Monday, March 9, 2015

"God's Problem, Why We Suffer," by Bart D. Ehrman

Forty or so authors wrote the articles that comprise the 66 ancient books of the Bible. This morally avaricious collection of plagiarized material was collated in 325AD at the First Council of Nicaea

To the detriment of humankind, this malevolent book is considered 'holy' by over 2.5 billion misguided souls.


If you study pre-Christian literature, you would come to know there is nothing 'holy' about this duplicitous manuscript.


Here are some excerpts from the book, "God's Problem - How the Bible Fails to Answer Our Most Important Question - Why We Suffer."


For the simpletons that suggest, "it's not for us to know how God works," that's nothing more than a cop-out. As a living, breathing, thinking being on this planet, the question of "Why We Suffer" is a legitimate one considering what's purported to be one of the strongest characteristics of the deity depicted in the Bible. If you're going to mention "Love" and "God" in the same sentence, then this question is a legitimate one.

"If God sometimes intervenes in history to counteract the free will decisions of others - for example, when he destroyed the Egyptian armies at the exodus, or when he fed the multitudes in the wilderness in the days of Jesus, or when he counteracted the wicked decisions of the Roman governor Pilate to destroy Jesus by raising the crucified Jesus from the dead - if God intervenes sometimes to counteract free will, why does he not do so more of the time?"

The God of the Christian Bible remained eerily silent during the Holocaust, the Middle Passage (the Slave Trade and American Slavery), and Hiroshima - three of the darkest epochs in human history.


"Many people in our world take a smorgasbord approach to the Bible, picking and choosing what suits them and their views without acknowledging that the Bible is an extremely complex and intricate concatenation of views, perspectives, and ideas."

"There are millions of people in our world, for example, who suffer social estrangement because of their sexual orientation. Some of this social alienation originates among simpleminded Bible believers who insist that gay relationships are condemned in scripture."

"As it turns out, that is a debated issue, one on which serious scholars disagree. But apart from that, this condemnation of gay relations "because the Bible condemns it" is a a case of people choosing to accept the parts of the Bible they want to accept and ignoring everything else. The same books that condemn same-sex relations, for example, also require people to stone their children to death is they are disobedient, to execute anyone who does any work on Saturday or who eats pork chops, and to condemn anyone who wears a shirt made of two kinds of fabric. No special emphasis is placed on one of these laws over the others - they are all part of the biblical law. Yet in some parts of society, gay relations are condemned, while eating a ham sandwich during a lunch breaks on a Saturday workday is perfectly acceptable."
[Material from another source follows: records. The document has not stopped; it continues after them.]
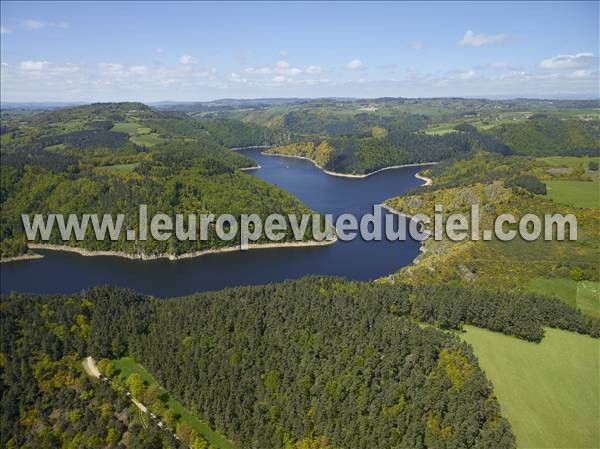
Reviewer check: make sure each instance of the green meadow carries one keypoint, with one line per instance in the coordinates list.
(147, 140)
(584, 295)
(549, 391)
(585, 194)
(128, 365)
(126, 127)
(120, 167)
"Other books are morally dubious, especially those written by intellectual theologians or philosophers who wrestle with the question of evil in the abstract, trying to provide an intellectually satisfying answer to the question of theodicy. What I find morally repugnant about many such books is that they are so far removed from the actual pain and suffering that takes place in our world, dealing with evil as an 'idea' rather than as an experienced reality that rips apart people's lives." 

How can we make sense of the Holocaust? How can we fathom the heartless extermination of six million Jews? 

"The Jews were to be God's chosen people, elected by God to enjoy his special favor in exchange for their devotion to him. Were the Jews chosen for this?"

"As hard as it is to believe, there are Christians in the world who have argued that they were. This is one of the many ways in which anti-Semitism continues to thrive as much in our day as it did during the pogroms of eastern Europe, during the Inquisition, all the way back through the Middle Ages into the early period of the church. Right after the Second World War, the German Evangelical Conference at Darmstadt - in the country that was responsible for the genocide - claimed that Jewish suffering in the Holocaust had been a divine visitation and called upon Jews to stop rejecting and crucifying Christ."


"This was not German Christianity's finest moment. Any way you look at it, the vast majority of those who died in the Holocaust were innocent sufferers, people like you and me, uprooted from their homes, families, and careers and subjected to unspeakable cruelty."

How could God allow this to happen to six million Jews and another five million non-Jews who were exterminated as a direct result of the Holocaust?


According to the Trans Atlantic Slave Trade Database, between 1501 and 1866. over 12.5 million slaves were exported to Spain, Brazil, Great Britain, Netherlands, USA, France, and Denmark. Over half of those people died as a result of this abominable practice of forced, free, labor.

If the Christian God directly intervened BCE (Before the Common Era) and in the first century (as the Bible says He did), why would he not lend a hand to the millions of people who most certainly needed 'His' assistance?


If you believe the balderdash in the Bible, you've simply fallen for a Roman story, no more, no less.